In [18]:
# Required install libraries:
#        datasets
#        transformers
#        PyTorch
#        
import os

In [19]:
# Loads the data from data_XXXX.txt and label_XXXX.txt files
def load_local_dataset(data_dir):
    texts = []
    labels = []
    
    # Iterate over the files in your dataset directory
    for filename in os.listdir(data_dir):
        if filename.startswith("data_") and filename.endswith(".txt"):
            data_filepath = os.path.join(data_dir, filename)
            label_filepath = data_filepath.replace("data_", "label_")  # Assuming matching filenames for data and labels
            
            # Read the text
            with open(data_filepath, 'r', encoding='utf-8') as f:
                text = f.read().strip()
                texts.append(text)
            
            # Read the corresponding label
            with open(label_filepath, 'r', encoding='utf-8') as f:
                label = f.read().strip() 
                labels.append(label)
    
    # Return a list of dicts with 'text' and 'label' keys
    return [{"text": t, "label": l} for t, l in zip(texts, labels)]
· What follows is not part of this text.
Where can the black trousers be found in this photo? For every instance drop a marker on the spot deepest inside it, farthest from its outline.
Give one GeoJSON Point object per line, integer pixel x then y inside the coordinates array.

# Define the path to your dataset folder
data_dir = "./training_data"
dataset = load_local_dataset(data_dir)

In [20]:
# Convert loaded data to Hugging Face Dataset format
from datasets import Dataset

# Load the dataset into a Hugging Face Dataset object
dataset = Dataset.from_dict({"text": [item['text'] for item in dataset],
                             "label": [item['label'] for item in dataset]})

# Optionally split into train/validation/test sets
train_testvalid = dataset.train_test_split(test_size=0.2)  # 80/20 train-test split
train_dataset = train_testvalid['train']
test_dataset = train_testvalid['test']


In [21]:
# Tokenization and Fine-Tuning
from transformers import AutoTokenizer

# Load the tokenizer
model_name = "neuralmind/bert-base-portuguese-cased"
tokenizer = AutoTokenizer.from_pretrained(model_name)

# Tokenize the dataset
def tokenize_function(examples):
    return tokenizer(examples["text"], padding="max_length", truncation=True)

# Apply tokenization
tokenized_datasets = dataset.map(tokenize_function, batched=True)


Map:   0%|          | 0/5 [00:00<?, ? examples/s]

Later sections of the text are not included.